How Super Bowl Advertising Has Changed the World

I believe in firsts. First to market. First to break a story. First time to do something. It’s good to be first. During this week of Super Bowl hoopla, I’d like recognize the first commercial to launch a marketing and advertising phenomenon: Apple’s 1984.

 

 Prior to SB XXVIII, advertisers largely ran regular commercials during the game. Apple computers changed all that. Armed with a production budget of little more than $900,000 (which caused major discord among the Apple board of directors) and utilizing the talent of famed director Ridley Scott, Apple introduced the Macintosh computer to the world. It was perfect positioning. Apple borrowed its theme from George Orwell’s dystopian novel “Nineteen Eighty-Four”. Published in 1949, Orwell describes a world where government was portrayed as oppressive “Big Brother”, individualism was punished and surveillance was omnipresent. Set against this dark and hopeless backdrop, Apple showed how its new product, Macintosh would disrupt the status quo. Chiat/Day wrote a script where a single female dissident (the only one seen in full-color) runs into a theater ahead of storm troopers and hurls her sledgehammer at a screen where a dictator is railing:

"Today, we celebrate the first glorious anniversary of the Information Purification Directives. We have created, for the first time in all history, a garden of pure ideology—where each worker may bloom, secure from the pests purveying contradictory truths.Our Unification of Thoughts is more powerful a weapon than any fleet or army on earth. We are one people, with one will, one resolve, one cause. Our enemies shall talk themselves to death, and we will bury them with their own confusion. We shall prevail!"

The explosion caused by the sledgehammer releases hurricane winds of change that wake-up the mesmerized audience. The Director of Blade Runner and Alien, Scott’s vision stirred emotions of unrest with viewing audiences everywhere. Interestingly, 1984 ran a total of two times on American television; just once, nationally (during the Super Bowl). Fred Goldberg writes in his book “the Insanity of Advertising” that ASI, the industry’s leading market research firm, tested the ad prior to the commercial launch and warned that it would be a colossal failure. 1984 is now hailed as one of the 50 greatest ads of all time. I guess market research isn’t always right!

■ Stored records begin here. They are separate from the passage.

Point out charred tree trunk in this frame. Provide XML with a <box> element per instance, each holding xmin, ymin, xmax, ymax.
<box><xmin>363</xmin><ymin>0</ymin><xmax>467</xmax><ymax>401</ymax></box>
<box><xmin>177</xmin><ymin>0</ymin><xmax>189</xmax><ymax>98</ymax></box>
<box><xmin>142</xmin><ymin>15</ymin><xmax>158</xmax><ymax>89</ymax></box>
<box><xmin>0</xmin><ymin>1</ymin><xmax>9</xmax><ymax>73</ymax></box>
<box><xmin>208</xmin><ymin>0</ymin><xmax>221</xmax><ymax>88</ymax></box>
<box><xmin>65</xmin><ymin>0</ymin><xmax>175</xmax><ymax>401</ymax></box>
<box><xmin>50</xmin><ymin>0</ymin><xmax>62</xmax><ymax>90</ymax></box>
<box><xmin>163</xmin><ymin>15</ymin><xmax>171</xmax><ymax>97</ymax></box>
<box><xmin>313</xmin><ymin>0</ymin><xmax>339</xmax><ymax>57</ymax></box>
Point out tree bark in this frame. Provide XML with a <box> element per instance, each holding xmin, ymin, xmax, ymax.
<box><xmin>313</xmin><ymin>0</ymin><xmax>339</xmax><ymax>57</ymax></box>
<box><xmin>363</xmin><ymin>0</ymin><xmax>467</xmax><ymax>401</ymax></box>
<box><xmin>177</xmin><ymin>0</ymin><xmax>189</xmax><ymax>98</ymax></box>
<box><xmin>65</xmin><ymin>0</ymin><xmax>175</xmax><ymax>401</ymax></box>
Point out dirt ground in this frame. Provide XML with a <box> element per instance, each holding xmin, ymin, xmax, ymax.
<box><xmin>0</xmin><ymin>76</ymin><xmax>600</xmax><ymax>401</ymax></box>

This year, advertisers will shell out a cool $4.5 million to air a 30-second commercial during Super Bow XLIX. In 1984, Apple paid $740,000 to run during the 3rd quarter in Super Bowl XXVIII ($370,000 for a 30-second ad placement). While the commercial didn’t move many units initially, I would argue that it more than served its purpose by defining Apple as a rebellious brand that constantly challenges the status quo. Thanks to 1984, Super Bowl advertising will never be the same again.